Dari Tahta Ke Palungan (From Throne To A Manger)

(Luk 2: 9-14)


Semua manusia kalau diperhadapkan kepada pilihan “Apakah mau turun level atau naik level ” pasti rata-rata akan menjawab semua mau naik level. Apalagi kalau selama ini hidupnya sering mengalami kesusahan ataupun juga mungkin ada di antara mereka yang sudah menikmati segala fasilitas atau kedudukan yang tinggi, nyaris dapat dipastikan bahwa orang tersebut tidak mau turun level. Salah satu sifat manusia bahwa sometimes manusia tidak mau kalau ada orang yang lebih hebat, pintar atau lebih kaya dari dia. Bahkan yang lebih ekstrim lagi bahwa manusia ingin selalu menjadi number one di setiap komunitas atau lingkungannya. Namun berbeda dengan apa yang dilakukan oleh Tuhan ketika mengutus anak-Nya yang tunggal.
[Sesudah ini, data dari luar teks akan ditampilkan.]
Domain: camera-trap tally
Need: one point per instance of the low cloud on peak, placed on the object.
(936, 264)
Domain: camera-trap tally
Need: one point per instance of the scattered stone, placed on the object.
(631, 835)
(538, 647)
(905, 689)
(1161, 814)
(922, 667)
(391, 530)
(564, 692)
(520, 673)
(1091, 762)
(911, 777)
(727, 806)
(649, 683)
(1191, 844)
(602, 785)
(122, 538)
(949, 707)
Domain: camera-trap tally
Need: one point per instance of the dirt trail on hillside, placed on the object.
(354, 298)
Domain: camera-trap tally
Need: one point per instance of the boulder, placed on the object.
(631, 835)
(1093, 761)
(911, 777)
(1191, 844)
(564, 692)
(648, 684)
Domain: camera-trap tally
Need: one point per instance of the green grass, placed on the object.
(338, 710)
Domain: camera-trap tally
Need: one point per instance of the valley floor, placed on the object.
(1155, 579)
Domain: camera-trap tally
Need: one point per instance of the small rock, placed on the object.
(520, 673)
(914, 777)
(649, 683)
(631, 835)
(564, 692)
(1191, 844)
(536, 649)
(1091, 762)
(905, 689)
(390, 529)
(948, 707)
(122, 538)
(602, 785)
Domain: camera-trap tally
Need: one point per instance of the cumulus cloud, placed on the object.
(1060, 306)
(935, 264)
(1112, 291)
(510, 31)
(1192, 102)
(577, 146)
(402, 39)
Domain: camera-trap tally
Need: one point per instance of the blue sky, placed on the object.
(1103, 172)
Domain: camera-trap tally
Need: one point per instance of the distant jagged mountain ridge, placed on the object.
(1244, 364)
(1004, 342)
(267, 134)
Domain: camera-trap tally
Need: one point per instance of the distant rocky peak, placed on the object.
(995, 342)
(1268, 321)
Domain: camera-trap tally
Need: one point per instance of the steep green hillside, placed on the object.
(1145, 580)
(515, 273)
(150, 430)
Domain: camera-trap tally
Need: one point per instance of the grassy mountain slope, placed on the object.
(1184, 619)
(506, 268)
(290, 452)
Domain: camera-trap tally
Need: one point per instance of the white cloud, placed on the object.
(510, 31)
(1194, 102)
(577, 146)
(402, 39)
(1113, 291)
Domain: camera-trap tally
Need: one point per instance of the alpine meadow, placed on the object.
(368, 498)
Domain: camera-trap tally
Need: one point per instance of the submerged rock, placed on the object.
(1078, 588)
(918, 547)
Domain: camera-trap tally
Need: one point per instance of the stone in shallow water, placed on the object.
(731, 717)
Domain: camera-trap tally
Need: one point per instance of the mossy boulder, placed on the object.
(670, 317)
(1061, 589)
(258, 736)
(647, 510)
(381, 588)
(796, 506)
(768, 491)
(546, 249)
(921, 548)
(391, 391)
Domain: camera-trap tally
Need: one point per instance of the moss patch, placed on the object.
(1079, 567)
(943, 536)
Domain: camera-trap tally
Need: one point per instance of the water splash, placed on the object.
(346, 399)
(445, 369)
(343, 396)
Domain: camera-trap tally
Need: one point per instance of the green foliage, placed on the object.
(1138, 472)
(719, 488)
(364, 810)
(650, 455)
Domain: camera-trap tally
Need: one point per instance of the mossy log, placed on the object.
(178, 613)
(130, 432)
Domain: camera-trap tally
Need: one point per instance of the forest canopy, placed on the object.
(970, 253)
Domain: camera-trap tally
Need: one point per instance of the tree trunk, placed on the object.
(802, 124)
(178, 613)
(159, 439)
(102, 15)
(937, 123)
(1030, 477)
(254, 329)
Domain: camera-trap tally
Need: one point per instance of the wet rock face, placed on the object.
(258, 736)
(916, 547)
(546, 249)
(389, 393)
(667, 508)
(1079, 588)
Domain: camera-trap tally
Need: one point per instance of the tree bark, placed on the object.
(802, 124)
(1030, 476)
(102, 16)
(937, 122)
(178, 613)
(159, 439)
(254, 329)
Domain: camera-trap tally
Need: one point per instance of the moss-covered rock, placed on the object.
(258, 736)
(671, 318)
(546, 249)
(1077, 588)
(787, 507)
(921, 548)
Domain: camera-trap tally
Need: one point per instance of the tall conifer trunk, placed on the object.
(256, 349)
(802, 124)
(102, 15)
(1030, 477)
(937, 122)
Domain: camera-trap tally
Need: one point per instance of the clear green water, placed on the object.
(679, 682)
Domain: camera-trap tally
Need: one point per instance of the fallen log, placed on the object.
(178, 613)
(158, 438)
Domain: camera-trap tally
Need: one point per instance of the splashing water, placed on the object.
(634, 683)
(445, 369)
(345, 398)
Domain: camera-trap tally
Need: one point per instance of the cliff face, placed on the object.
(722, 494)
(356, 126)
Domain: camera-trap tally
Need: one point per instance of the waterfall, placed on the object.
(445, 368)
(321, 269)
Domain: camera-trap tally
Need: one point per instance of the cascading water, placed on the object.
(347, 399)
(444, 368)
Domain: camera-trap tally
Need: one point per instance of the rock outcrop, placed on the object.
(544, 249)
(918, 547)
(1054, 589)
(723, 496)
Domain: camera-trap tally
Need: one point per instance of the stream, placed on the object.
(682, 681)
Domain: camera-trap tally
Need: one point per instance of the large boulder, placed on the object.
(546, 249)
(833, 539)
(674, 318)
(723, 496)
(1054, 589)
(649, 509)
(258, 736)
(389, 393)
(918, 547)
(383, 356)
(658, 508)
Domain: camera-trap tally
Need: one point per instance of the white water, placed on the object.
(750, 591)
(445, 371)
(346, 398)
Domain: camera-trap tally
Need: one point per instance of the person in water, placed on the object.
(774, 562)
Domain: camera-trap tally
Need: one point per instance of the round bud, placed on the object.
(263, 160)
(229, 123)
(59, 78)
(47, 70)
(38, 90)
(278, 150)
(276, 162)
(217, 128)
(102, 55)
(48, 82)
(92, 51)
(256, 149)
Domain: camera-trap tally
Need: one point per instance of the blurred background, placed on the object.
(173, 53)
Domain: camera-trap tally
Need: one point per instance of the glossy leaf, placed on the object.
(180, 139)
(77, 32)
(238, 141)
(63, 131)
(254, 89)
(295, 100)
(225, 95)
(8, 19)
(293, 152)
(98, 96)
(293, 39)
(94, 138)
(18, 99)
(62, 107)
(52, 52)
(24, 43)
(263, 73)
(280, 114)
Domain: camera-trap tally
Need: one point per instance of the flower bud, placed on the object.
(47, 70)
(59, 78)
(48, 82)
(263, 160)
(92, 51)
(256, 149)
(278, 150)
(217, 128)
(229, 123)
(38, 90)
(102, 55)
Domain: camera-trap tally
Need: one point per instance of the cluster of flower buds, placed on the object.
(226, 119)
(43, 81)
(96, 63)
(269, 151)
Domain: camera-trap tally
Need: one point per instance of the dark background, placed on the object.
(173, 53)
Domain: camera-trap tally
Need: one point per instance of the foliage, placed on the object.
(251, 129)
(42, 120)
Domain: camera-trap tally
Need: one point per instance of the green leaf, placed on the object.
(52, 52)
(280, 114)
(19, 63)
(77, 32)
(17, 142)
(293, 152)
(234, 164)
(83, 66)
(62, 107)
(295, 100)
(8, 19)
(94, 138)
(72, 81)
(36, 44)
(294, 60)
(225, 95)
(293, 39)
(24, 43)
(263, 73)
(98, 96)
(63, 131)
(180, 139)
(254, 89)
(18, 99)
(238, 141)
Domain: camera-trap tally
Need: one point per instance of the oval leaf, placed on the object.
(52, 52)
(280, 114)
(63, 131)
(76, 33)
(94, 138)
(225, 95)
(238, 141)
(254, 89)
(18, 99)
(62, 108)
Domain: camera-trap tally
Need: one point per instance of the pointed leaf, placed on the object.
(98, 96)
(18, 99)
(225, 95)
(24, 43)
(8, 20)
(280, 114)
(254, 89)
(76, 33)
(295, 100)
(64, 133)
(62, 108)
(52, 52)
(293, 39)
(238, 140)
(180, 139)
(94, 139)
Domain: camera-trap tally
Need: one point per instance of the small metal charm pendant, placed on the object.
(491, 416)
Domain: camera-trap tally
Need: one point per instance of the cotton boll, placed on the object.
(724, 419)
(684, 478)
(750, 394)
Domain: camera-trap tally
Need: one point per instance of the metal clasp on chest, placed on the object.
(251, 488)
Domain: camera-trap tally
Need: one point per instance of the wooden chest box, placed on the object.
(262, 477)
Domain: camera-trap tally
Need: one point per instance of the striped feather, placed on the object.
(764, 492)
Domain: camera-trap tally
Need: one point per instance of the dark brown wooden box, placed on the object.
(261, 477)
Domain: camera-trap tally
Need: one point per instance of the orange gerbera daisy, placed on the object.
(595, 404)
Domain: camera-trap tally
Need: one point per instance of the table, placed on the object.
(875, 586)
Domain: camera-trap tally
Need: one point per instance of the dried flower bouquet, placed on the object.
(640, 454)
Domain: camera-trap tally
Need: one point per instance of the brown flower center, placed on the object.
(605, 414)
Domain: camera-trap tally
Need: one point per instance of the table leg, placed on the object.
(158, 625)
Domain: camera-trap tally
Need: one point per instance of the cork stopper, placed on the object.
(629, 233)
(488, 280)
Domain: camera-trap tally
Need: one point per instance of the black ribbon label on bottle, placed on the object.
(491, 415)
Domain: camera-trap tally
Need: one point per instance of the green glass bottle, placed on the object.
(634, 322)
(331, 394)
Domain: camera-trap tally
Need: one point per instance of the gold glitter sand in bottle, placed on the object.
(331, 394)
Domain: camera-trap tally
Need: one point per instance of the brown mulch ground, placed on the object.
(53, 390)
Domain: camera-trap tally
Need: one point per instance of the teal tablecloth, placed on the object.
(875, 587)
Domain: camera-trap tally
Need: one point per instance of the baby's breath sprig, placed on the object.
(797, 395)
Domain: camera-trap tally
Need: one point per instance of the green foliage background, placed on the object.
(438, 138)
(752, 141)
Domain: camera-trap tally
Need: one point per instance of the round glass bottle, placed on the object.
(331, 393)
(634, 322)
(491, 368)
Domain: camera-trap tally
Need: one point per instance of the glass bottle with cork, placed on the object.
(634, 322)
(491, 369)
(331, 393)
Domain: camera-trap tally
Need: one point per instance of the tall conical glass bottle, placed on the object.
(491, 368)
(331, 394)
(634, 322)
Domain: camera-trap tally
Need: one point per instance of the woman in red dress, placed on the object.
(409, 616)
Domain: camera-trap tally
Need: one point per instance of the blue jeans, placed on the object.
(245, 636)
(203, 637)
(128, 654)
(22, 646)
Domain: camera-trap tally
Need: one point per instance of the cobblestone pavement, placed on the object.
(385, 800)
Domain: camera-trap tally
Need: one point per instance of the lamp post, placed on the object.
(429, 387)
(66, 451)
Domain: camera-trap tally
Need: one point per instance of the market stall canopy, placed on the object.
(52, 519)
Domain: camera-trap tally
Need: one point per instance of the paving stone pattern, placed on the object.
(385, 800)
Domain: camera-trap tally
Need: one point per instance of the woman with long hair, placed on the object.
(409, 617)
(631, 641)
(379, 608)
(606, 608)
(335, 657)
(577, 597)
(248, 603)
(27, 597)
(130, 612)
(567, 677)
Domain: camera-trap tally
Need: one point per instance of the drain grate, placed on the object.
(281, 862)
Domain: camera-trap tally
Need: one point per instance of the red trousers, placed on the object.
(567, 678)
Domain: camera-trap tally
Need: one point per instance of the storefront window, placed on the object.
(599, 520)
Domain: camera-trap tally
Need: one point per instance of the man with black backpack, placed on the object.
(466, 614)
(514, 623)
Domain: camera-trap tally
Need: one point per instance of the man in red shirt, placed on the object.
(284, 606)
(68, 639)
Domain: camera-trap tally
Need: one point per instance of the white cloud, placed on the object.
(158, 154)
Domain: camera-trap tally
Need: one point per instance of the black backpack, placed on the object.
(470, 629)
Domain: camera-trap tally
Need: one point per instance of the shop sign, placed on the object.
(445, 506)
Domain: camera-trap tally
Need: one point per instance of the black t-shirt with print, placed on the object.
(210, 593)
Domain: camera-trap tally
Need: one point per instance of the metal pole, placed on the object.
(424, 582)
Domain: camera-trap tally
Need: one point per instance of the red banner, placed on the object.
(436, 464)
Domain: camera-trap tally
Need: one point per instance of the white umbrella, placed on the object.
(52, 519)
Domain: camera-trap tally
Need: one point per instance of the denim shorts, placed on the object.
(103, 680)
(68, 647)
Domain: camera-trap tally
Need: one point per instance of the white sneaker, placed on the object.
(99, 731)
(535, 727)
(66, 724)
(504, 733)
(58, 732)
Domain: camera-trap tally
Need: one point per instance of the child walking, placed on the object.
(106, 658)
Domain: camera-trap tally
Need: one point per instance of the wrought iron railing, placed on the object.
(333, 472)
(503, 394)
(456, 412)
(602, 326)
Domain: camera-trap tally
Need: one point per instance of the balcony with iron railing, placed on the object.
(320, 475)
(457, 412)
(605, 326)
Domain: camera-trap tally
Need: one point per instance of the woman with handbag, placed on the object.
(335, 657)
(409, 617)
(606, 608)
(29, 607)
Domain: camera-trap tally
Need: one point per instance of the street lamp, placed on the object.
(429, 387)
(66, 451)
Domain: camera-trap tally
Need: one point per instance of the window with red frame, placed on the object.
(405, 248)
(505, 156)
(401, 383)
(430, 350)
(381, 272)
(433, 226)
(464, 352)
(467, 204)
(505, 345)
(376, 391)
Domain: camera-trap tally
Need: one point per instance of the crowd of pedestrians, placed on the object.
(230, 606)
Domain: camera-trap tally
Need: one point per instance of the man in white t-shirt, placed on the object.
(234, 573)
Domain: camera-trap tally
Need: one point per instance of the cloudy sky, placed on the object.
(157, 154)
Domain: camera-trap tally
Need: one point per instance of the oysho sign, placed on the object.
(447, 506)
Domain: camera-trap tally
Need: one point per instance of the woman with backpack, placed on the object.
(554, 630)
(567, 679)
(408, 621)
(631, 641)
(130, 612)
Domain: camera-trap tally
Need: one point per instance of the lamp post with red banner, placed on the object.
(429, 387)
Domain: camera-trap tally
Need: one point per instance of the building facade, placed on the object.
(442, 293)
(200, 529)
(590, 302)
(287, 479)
Kalau kita melihat apa yang Malaikat Tuhan katakan kepada gembala-gembala bahwa “Dan inilah tandanya bagimu: Kamu akan menjumpai seorang bayi dibungkus dengan lampin dan terbaring di dalam palungan.” Tentunya apa yang dikatakan Malaikat Tuhan merupakan isi hati Tuhan kepada manusia. Apabila kita kembali melihat dalam sejarah PL, berkali-kali Tuhan memberikan tanda kepada manusia sebagai symbol bahwa betapa Tuhan sangat mengasihi manusia. Tanda-tanda sangat diperlukan oleh manusia dalam mengalami atau merasakan keberadaan Tuhan. Namun ketika Tuhan memberikan tanda, bukanlah tanda yang sembarangan yang tidak punya makna, tetapi memiliki message yang sangat dalam. Apakah tanda yang diberikan kepada gembala-gembala? Tanda yang diberikan yaitu “Kain lampin” dan “palungan”.

Mungkin kalau sepintas kita melihat bahwa sering kali kita mendengarkan khotbah bahwa tanda-tanda tersebut mengarah kepada kesederhanaan Yesus atau Tuhan mengasihi orang-orang yang miskin. Saya merasa hal itu ada kebenarannya, tetapi tidak hanya sampai di situ. Kalau kita kembali mengingat peristiwa Adam dan Hawa, ketika mereka jatuh ke dalam dosa, mereka menyadari bahwa mereka telanjang. Sebenarnya ketika mereka belumjatuh ke dalam dosa, mereka juga dalam keadaan telanjang. Oleh sebab itu ketika mereka tahu bahwa mereka telanjang mereka mengambil daun pohon ara untuk menutupi rasa malu mereka (Kej 3:7). Oleh sebab itu antara rasa “malu” dan “mulia” di hadapan Tuhan sudah terbentang jarak yang begitu jauh. Adam dan Hawa melakukan berbagai cara untuk menutupi rasa malunya di hadapan Tuhan. Jadi manusia sudah mendefenisikan dirinya bahwa “I am what I am wear”.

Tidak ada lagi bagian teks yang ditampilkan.